Exploring worldwide tech layoff trends through data cleaning, transformation, and exploratory analysis — all in SQL.
Between 2020 and 2024, thousands of companies worldwide laid off hundreds of thousands of workers. This project digs into that data using SQL to answer key questions:
- Which industries and companies were hit hardest?
- How did layoffs evolve over time?
- What geographic regions saw the most impact?
- Which funding stages were most affected?
The focus is on demonstrating real-world SQL skills — from messy raw data to clean, insightful analysis.

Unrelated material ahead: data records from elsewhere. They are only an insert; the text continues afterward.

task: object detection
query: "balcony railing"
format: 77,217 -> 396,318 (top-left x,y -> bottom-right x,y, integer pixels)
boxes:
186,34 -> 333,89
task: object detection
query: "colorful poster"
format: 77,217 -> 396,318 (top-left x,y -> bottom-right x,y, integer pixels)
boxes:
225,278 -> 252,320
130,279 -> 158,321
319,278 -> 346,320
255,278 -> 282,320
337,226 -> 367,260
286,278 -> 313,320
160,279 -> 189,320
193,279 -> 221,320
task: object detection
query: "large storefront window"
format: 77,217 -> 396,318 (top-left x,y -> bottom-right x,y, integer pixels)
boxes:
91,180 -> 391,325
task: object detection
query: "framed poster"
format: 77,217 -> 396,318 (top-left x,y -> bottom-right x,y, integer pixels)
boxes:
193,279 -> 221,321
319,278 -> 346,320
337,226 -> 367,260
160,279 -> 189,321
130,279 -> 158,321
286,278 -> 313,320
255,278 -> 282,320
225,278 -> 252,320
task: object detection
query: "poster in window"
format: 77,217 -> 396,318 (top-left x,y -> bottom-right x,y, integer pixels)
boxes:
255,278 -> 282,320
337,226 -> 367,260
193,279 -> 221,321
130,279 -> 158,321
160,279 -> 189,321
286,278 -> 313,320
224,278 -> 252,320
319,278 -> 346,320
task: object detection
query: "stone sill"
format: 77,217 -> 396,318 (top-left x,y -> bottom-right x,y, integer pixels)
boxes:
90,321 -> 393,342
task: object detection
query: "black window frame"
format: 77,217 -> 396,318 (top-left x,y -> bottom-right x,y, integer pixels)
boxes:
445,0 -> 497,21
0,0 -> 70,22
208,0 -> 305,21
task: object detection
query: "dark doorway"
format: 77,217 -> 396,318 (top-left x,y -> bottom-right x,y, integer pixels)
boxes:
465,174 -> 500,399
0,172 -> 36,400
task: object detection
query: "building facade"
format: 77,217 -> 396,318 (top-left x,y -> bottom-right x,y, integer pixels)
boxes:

- Practice data cleaning and transformation in SQL
- Perform exploratory data analysis (EDA) without external tools
- Uncover meaningful patterns in a real-world dataset
- Build a portfolio piece that showcases end-to-end SQL thinking
Layoffs_Project_SQL/
│
├── data_cleaning.sql # Raw → clean: deduplication, nulls, formatting
├── exploratory_analysis.sql # EDA queries and trend analysis
├── data/
│ └── layoffs.csv # Raw dataset
└── README.md
Raw data is rarely analysis-ready. This stage covers:
- ✅ Removing duplicate records
- ✅ Standardising inconsistent values (company names, industries, countries)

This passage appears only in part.